4.0人権<王権<<<神権 の時代の話が今に通じる不穏さ。

2021年10月23日
PCから投稿
鑑賞方法:映画館

年代、男女で解釈が違うのだとしたらその差を認めざるを得ないのだろうが。
姦淫では懐妊しない、喜びの頂点を感じないと懐妊しない、など、男の勝手な論理があたかも「科学的に証明されている」と裁判所で飛び交う吐き気のする中世社会なのだが。なぜだろう、現在社会に生きる私にも既視感が。
「我慢して過ごした年代の女性」である私はマルグリットのことをひたすら「強い女性だな。

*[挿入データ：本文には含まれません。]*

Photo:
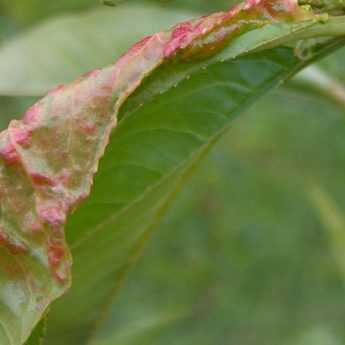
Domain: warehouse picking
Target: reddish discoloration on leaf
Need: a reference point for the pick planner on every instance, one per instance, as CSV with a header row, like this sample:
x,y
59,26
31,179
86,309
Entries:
x,y
14,247
48,160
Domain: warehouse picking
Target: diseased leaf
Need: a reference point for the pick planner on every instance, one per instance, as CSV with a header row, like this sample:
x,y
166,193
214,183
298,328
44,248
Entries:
x,y
76,45
180,89
37,336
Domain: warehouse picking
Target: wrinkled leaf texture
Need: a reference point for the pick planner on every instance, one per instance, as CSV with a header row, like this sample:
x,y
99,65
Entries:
x,y
173,94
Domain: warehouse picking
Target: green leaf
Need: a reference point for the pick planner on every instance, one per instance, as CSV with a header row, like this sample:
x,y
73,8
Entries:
x,y
37,336
76,44
173,95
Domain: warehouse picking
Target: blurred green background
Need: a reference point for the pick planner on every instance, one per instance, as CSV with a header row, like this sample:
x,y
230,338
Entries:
x,y
253,250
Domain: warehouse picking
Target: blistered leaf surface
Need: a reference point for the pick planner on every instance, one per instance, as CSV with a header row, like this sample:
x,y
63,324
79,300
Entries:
x,y
49,158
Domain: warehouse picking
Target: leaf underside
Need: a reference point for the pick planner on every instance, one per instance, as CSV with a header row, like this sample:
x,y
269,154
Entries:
x,y
156,112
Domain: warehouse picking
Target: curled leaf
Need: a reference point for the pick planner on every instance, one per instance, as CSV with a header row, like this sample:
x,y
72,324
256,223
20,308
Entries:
x,y
49,159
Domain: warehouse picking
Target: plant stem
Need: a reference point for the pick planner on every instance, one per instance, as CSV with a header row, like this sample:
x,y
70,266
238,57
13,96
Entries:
x,y
317,79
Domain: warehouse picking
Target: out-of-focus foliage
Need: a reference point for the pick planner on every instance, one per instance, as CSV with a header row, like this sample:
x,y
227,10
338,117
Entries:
x,y
245,256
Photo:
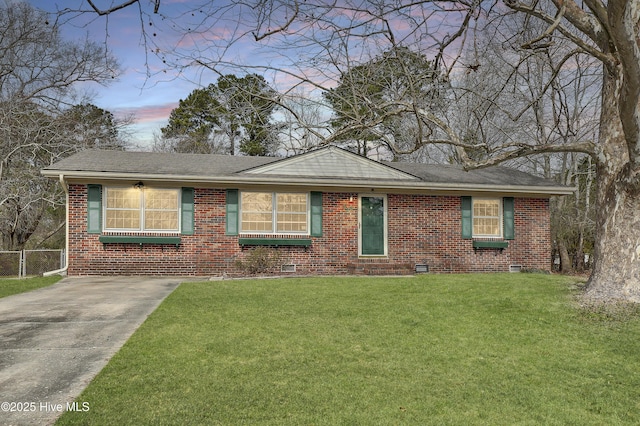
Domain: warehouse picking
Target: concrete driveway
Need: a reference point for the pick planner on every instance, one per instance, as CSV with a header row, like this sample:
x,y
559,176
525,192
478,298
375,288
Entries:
x,y
53,341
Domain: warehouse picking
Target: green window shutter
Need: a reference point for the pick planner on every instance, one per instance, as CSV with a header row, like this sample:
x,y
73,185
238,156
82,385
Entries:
x,y
94,209
316,214
232,212
187,224
467,220
508,218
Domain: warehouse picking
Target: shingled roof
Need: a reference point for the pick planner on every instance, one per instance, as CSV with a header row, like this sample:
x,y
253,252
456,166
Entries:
x,y
326,167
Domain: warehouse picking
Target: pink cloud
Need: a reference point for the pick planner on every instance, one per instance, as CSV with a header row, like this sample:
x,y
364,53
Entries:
x,y
147,113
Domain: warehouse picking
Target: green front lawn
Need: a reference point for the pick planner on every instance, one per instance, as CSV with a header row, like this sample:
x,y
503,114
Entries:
x,y
10,286
433,349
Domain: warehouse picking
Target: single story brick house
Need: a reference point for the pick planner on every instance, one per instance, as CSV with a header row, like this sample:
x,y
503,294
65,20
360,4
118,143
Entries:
x,y
327,211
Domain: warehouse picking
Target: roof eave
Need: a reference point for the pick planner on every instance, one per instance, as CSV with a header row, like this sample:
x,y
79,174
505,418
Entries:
x,y
335,183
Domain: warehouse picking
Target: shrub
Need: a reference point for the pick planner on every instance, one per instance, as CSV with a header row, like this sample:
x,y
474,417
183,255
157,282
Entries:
x,y
260,260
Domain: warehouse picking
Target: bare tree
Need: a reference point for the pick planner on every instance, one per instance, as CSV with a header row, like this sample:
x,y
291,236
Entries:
x,y
38,72
316,40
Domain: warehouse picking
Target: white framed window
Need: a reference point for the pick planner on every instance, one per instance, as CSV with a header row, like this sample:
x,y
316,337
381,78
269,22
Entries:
x,y
274,213
487,217
141,209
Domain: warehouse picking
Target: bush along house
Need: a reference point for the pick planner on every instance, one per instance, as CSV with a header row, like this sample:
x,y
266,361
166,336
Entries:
x,y
327,211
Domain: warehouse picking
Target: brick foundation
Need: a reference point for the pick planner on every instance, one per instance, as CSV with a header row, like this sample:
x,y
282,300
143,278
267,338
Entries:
x,y
422,229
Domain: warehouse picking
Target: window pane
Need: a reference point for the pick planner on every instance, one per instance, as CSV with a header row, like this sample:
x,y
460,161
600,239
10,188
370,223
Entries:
x,y
122,210
165,199
123,198
123,219
161,220
486,217
161,209
292,212
257,212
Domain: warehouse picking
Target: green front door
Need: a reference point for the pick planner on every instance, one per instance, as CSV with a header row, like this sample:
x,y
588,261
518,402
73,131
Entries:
x,y
372,226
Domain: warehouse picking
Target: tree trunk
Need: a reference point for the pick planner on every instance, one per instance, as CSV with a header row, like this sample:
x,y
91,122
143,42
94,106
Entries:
x,y
566,265
616,268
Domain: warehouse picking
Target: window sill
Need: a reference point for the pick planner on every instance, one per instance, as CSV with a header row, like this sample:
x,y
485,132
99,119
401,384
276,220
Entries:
x,y
500,245
303,242
141,239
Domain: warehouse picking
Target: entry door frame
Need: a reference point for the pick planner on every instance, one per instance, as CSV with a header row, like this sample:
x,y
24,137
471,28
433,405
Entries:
x,y
385,224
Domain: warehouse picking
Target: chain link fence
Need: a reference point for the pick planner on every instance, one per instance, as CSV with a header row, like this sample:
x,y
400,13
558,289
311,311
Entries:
x,y
20,264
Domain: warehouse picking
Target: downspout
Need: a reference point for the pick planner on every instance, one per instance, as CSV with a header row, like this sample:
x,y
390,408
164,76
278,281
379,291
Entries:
x,y
63,271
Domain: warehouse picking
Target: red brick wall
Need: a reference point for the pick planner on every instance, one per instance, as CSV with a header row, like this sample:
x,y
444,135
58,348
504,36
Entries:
x,y
421,229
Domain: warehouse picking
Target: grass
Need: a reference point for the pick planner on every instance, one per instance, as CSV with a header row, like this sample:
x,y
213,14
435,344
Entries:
x,y
500,349
11,286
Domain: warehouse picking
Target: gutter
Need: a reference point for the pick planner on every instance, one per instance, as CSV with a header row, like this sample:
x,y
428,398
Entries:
x,y
63,271
383,185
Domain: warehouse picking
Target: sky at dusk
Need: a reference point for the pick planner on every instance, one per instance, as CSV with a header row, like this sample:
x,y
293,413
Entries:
x,y
149,99
149,89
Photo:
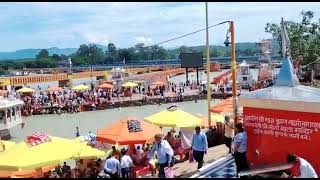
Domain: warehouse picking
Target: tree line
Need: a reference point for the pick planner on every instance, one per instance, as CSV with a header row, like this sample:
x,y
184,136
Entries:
x,y
304,37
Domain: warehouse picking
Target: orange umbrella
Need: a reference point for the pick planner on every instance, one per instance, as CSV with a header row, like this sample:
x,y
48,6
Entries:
x,y
222,108
3,91
205,123
27,173
53,89
118,132
105,86
159,83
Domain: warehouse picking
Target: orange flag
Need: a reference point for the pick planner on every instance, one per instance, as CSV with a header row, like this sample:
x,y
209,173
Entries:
x,y
22,125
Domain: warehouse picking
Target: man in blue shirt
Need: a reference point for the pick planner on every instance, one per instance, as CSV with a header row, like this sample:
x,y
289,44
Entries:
x,y
112,166
199,146
164,154
239,148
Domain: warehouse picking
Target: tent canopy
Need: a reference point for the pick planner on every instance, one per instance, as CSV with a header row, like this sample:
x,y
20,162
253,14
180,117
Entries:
x,y
80,87
129,84
87,152
53,89
25,90
105,86
118,132
174,118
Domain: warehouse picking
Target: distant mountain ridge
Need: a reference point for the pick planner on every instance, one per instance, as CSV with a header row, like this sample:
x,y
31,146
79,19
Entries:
x,y
31,53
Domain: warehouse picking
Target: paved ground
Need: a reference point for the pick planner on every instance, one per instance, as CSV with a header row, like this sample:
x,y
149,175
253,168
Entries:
x,y
186,169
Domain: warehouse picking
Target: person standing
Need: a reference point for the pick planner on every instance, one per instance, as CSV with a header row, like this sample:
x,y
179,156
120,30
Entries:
x,y
164,154
301,168
239,148
199,146
77,132
126,164
112,166
228,132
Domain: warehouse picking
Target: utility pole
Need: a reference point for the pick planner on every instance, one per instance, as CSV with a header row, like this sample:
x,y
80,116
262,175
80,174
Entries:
x,y
208,68
234,73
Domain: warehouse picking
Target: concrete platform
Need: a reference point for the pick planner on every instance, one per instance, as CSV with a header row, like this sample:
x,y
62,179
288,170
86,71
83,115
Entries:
x,y
186,169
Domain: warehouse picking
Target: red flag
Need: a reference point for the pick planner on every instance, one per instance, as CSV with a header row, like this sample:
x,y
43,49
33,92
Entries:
x,y
22,125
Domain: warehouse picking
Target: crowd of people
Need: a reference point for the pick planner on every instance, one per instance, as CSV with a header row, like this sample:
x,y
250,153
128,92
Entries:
x,y
42,101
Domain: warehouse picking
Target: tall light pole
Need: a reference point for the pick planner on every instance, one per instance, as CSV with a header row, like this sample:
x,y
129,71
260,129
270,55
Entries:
x,y
208,67
70,65
234,73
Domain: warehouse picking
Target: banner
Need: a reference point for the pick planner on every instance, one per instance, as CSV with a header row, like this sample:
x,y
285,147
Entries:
x,y
273,134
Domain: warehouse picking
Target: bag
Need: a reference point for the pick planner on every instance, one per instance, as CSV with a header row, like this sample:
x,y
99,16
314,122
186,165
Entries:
x,y
191,159
168,172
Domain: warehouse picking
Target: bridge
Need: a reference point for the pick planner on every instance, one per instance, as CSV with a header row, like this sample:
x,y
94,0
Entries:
x,y
64,79
173,62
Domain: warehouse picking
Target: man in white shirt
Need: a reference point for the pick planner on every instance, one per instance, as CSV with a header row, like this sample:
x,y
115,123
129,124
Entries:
x,y
112,166
301,168
139,155
125,164
228,132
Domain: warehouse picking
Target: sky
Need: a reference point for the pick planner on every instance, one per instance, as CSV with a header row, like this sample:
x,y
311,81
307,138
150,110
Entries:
x,y
69,24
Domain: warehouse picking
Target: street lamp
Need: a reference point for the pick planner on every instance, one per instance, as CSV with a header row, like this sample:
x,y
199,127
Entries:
x,y
208,68
233,66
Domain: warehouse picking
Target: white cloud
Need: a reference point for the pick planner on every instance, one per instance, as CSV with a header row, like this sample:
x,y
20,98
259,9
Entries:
x,y
125,23
142,39
96,38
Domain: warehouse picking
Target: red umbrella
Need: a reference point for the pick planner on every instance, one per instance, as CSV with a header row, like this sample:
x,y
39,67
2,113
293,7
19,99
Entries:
x,y
159,83
105,86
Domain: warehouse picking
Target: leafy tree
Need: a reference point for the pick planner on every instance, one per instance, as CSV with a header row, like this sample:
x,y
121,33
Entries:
x,y
304,36
111,53
43,54
56,57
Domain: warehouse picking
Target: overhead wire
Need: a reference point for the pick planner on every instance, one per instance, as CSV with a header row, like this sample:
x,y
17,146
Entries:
x,y
179,37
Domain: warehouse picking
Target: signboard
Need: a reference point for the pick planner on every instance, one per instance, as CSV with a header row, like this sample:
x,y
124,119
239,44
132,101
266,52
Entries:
x,y
191,60
273,134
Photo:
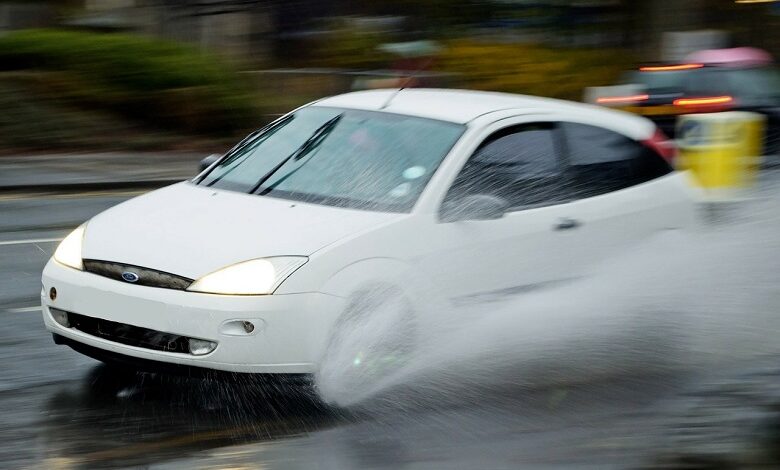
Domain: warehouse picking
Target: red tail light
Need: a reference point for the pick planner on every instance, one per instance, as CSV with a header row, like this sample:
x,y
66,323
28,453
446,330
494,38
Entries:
x,y
662,145
706,102
621,99
670,68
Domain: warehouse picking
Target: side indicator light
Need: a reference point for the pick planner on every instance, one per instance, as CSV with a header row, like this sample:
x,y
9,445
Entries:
x,y
622,99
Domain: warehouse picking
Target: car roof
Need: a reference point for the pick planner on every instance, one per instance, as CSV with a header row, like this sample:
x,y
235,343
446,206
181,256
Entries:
x,y
463,106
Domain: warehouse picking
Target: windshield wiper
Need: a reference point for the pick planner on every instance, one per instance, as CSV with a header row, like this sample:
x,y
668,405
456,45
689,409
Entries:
x,y
310,144
254,138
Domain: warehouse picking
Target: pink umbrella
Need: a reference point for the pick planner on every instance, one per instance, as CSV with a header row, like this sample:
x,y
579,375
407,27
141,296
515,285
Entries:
x,y
735,57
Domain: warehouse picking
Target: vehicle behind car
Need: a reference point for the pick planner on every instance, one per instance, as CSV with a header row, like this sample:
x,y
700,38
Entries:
x,y
741,79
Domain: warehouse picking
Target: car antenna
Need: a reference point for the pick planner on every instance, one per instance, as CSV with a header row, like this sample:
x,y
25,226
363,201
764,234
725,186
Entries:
x,y
406,82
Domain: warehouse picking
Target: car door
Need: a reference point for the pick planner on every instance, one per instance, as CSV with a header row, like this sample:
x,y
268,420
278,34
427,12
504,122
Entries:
x,y
524,250
621,191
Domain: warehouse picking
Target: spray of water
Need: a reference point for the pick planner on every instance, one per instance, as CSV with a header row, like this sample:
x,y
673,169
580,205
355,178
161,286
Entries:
x,y
678,300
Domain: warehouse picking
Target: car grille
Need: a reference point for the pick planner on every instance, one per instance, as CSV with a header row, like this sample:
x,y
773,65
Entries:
x,y
145,276
128,334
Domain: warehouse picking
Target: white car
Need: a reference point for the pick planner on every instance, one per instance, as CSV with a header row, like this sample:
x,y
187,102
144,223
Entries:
x,y
431,197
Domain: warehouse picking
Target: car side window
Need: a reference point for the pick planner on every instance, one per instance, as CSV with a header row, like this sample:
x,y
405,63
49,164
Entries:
x,y
519,164
601,161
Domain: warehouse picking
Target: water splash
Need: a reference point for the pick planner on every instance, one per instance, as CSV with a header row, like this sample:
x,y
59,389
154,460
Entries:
x,y
678,300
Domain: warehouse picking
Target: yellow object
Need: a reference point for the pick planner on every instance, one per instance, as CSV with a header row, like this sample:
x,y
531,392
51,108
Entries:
x,y
723,150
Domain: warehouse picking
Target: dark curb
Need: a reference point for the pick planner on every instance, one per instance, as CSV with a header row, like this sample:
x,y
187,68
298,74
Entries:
x,y
88,186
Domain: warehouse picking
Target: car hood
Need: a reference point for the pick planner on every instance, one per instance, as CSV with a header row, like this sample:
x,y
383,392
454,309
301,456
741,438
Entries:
x,y
191,230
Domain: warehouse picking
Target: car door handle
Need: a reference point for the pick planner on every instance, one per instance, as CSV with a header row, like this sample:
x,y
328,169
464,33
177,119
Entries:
x,y
566,223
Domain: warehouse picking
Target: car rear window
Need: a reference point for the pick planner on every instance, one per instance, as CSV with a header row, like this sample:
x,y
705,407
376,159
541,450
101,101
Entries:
x,y
656,82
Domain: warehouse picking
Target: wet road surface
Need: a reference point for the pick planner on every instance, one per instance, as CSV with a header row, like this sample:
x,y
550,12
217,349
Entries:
x,y
62,410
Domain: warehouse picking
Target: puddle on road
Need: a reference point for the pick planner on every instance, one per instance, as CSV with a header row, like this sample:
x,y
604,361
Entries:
x,y
677,301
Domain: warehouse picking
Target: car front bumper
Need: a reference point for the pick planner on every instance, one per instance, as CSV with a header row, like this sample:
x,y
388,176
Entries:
x,y
289,336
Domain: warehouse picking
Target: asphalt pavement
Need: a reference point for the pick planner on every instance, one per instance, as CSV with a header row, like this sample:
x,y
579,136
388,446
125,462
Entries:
x,y
62,410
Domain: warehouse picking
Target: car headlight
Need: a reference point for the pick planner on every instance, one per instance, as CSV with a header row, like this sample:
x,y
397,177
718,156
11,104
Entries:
x,y
69,250
254,277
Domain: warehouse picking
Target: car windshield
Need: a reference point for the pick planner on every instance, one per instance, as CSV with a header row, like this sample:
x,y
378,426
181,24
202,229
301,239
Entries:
x,y
348,158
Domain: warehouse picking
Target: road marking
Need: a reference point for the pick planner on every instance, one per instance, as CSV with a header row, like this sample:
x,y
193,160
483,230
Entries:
x,y
77,195
30,242
36,308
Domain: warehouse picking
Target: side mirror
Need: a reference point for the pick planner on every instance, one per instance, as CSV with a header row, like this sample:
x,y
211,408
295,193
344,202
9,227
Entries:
x,y
474,207
208,161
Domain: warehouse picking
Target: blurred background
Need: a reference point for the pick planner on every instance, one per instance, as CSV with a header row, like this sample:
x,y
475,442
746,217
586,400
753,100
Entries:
x,y
195,74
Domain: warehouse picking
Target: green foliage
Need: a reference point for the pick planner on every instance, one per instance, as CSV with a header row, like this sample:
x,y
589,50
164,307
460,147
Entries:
x,y
348,46
532,69
162,83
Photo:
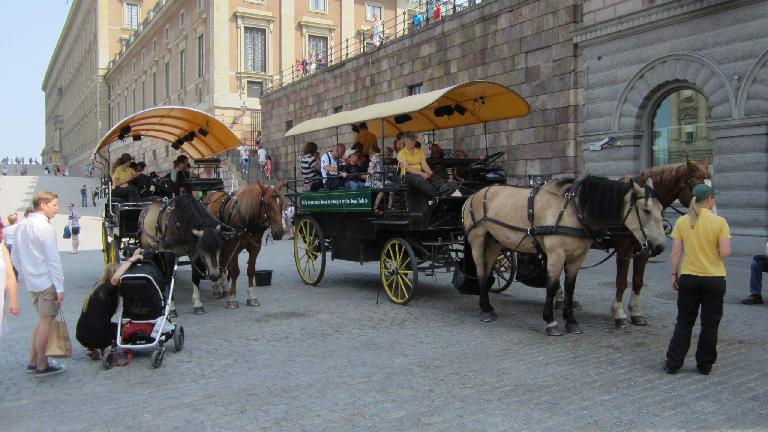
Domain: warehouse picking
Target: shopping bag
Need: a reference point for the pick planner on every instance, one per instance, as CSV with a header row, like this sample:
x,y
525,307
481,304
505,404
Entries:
x,y
59,344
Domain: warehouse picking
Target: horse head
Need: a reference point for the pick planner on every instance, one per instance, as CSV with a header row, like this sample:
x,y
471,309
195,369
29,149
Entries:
x,y
209,244
274,204
643,217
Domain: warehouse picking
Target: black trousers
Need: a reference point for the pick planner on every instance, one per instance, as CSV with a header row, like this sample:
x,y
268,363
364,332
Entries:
x,y
706,292
429,186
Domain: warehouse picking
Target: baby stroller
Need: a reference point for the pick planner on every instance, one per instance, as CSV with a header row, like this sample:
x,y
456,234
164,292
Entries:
x,y
145,291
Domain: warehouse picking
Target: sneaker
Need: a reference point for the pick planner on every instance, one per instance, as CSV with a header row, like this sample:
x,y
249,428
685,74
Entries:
x,y
33,368
670,370
50,370
753,299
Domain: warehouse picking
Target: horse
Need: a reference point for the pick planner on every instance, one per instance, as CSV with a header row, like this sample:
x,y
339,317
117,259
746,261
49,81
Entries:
x,y
184,226
250,211
671,182
559,223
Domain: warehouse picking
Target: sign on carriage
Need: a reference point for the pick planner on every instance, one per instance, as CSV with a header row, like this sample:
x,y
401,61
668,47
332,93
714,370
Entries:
x,y
351,201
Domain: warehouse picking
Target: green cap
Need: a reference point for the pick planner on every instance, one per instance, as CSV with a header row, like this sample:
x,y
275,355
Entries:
x,y
702,192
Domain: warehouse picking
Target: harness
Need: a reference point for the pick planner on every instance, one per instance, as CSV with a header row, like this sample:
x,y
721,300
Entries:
x,y
532,231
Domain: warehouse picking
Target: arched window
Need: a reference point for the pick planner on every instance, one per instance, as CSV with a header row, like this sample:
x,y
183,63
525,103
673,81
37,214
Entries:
x,y
680,130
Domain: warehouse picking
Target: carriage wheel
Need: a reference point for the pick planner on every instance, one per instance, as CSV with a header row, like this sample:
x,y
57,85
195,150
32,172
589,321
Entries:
x,y
503,271
178,339
309,251
399,270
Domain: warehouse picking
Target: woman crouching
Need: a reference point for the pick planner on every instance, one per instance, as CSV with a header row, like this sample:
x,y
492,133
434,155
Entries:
x,y
95,329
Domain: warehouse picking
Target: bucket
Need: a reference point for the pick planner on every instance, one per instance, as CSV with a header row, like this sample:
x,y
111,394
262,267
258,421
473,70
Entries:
x,y
263,277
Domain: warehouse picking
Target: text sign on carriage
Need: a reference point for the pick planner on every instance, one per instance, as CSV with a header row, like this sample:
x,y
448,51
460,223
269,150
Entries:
x,y
351,201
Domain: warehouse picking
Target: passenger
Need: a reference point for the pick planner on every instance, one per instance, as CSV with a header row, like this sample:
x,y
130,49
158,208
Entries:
x,y
329,163
180,173
415,169
461,173
366,138
122,174
142,181
310,167
351,172
95,329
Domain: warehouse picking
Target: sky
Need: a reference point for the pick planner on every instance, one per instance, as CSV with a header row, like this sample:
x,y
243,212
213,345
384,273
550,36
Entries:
x,y
28,34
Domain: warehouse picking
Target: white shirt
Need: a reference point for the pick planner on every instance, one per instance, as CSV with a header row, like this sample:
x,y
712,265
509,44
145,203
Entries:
x,y
36,255
9,232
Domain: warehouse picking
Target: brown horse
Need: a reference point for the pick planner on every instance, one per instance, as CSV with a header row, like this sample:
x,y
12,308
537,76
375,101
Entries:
x,y
248,213
671,182
559,220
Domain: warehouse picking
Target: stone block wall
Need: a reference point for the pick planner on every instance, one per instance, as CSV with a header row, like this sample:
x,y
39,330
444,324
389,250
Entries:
x,y
525,45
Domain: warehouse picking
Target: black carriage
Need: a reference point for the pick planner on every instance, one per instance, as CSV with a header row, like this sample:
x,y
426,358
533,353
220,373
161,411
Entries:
x,y
198,134
416,235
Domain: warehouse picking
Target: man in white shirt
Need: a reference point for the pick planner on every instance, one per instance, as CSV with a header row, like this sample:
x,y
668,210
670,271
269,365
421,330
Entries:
x,y
36,257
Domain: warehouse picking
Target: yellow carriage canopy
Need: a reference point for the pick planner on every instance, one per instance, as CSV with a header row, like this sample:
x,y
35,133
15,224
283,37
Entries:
x,y
464,104
197,133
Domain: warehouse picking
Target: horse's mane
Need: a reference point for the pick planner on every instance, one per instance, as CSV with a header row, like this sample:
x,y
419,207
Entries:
x,y
600,200
249,200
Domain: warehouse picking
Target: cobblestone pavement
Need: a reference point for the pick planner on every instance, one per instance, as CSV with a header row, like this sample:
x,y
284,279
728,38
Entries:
x,y
329,358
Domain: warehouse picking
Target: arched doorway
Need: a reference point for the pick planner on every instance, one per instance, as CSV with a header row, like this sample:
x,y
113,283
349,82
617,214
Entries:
x,y
679,128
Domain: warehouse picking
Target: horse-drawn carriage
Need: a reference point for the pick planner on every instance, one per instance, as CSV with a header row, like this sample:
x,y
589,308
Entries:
x,y
200,135
416,234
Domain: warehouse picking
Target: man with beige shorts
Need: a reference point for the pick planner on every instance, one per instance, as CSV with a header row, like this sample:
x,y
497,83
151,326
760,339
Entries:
x,y
37,259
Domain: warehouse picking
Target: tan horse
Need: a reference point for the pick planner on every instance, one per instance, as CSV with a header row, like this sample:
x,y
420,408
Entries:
x,y
248,212
497,217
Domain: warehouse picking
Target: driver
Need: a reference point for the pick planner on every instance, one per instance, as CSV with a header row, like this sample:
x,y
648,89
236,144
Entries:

結婚相手も自由に選べない時代ではあったけど、本当に夫のことを信じて愛しているんだな(、、、残念ながら後に失望するけど)」と感じた。
一方、ル・グリは自らが発した一言が自身の運命を決定づけたことを最期まで理解し得なかったのではないだろうか。
辛いシーンもあったけど、第3章の大作を飽きることなく見れたのは、もちろん壮大な映像、美術、音響、そして憑依したかのような役者たちの力量だ。映画館で観るべき作品。